80 percent of CIOs planning Big Data projects in 2017

Talend has released the findings of a survey of 169 IT decision makers, indicating big data, analytics and governance top the list of priorities in 2017. The findings show real-time analytics, metadata management, and self-service data access make up nearly 70 percent of the projects IT leaders intend to execute in 2017, as they get their data in shape to pursue artificial intelligence (AI) and machine learning in the future.

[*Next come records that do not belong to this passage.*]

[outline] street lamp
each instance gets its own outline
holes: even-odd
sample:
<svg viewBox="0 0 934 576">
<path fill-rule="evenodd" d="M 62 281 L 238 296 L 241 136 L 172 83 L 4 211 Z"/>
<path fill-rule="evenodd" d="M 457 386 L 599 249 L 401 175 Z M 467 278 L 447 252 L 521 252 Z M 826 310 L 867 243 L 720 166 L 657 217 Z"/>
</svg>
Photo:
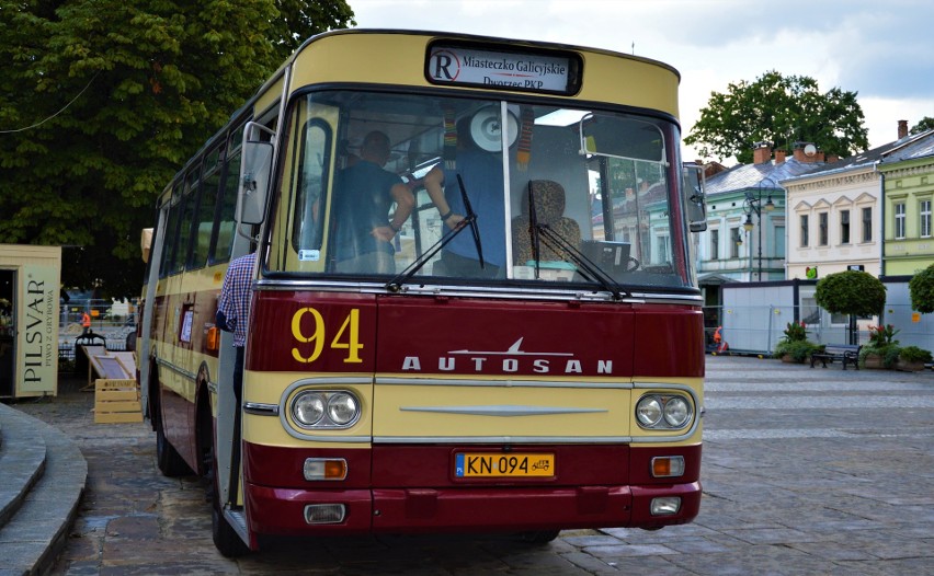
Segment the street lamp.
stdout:
<svg viewBox="0 0 934 576">
<path fill-rule="evenodd" d="M 771 182 L 772 186 L 764 186 L 766 182 Z M 752 223 L 753 214 L 759 221 L 759 281 L 762 281 L 762 210 L 764 209 L 766 212 L 771 212 L 775 209 L 775 203 L 772 201 L 772 191 L 776 187 L 777 185 L 774 180 L 764 178 L 755 187 L 755 194 L 753 194 L 752 191 L 745 191 L 745 199 L 742 203 L 742 211 L 745 212 L 745 221 L 742 223 L 743 230 L 751 232 L 754 228 L 754 224 Z M 763 188 L 767 191 L 765 204 L 762 204 Z M 750 258 L 751 257 L 752 254 L 750 254 Z M 752 263 L 750 262 L 750 266 L 751 265 Z"/>
</svg>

  • Friday, 10th March 2017 Posted 7 years ago in by Phil Alsop
The survey, conducted at Talend Connect Paris, reveals that while the push toward digital transformation continues to be a focus, CIOs are also being challenged to spend both time and budget maintaining day-to-day business operations. As a result, their focus for the year ahead is split between technology advancement and “keeping the lights on.”
 
“Even today’s savviest digital leaders recognize that technology alone doesn’t make companies more data-driven,” said Ashley Stirrup, Talend’s chief marketing officer. “Instead, they understand the importance of blending the right people, processes, and technologies needed to increase the strategic value of their data. These leaders create a culture that views data as a strategic asset that should be infused into every step of a decision-making process. This discipline delivers the business agility needed to remain competitive in today’s marketplace.”
 
The most notable CIO insights revealed by the survey include:
 
·         Big Data Projects are on the Rise: Enterprise organizations have reached a new level of comfort with big data, with just over 80 percent of respondents indicating they have plans for at least one big data initiative in 2017, which is almost double the number of completed big data projects in 2016. Focus areas for 2017 initiatives include big data analytics and customer-360 initiatives.
 
·         Real-Time Analytics is Top Priority: Twenty-six percent of respondents noted real-time analytics as their top priority for 2017. Metadata management was a close second at 20 percent, and self-service data preparation was a priority for 18 percent of respondents. While AI/Machine learning and Internet of Things (IoT) are on the radar of many CIOs, they rank much lower in importance, garnering only 10 percent and five percent of votes respectively.
 
·         Big Data is Most Often Used to Drive Internal Process Improvements and Advance Customer Service: The job of any IT leader is often split between introducing new technologies to improve the business and keeping everything running securely and cost effectively. This may explain why 27 percent of respondents noted the most valuable impact big data has made on their organization is helping improve internal processes. This was followed closely by improved customer service (20 percent), reducing operating costs (17 percent), and creating new revenue streams (17 percent).
 
·         IT/Business Relationship is Biggest Hurdle to Becoming Data-Driven: Thirty-five percent of survey respondents noted their biggest challenge to becoming data-driven was the relationship between IT and the business. Notably, this relationship gap was more of an obstacle than either budget (23 percent) or having suitable skills, which was only seen as a challenge by 16 percent of respondents.
 
·         Data Governance, Quality and Self-Service Trouble IT: When asked which of the following was the highest priority for their organization, IT decision makers showed a fairly-even split between data governance (37 percent), data quality (33 percent) and self-service (31 percent). These results highlight the pressure felt by organizations to ensure data is clean, managed and widely accessible so employees can leverage it for business success.
 
"Aligning data-consumption and data-management priorities can lead to a constructive friction in the enterprise, said Toph Whitmore, principal analyst covering big data and analytics at Blue Hill Research. “Leadership is challenged to ensure the success of both the IT managers serving data and the line-of-business stakeholders acting upon it. That's easier said than done, especially when romantic expectations of all-you-can-eat self-service exceed limits of enterprise data governance mandates. But when self-service is delivered in a timely, transparent, governed way, IT leadership ensures security, provides trusted data services and ultimately informs the right business action downstream in the DataOps workflow."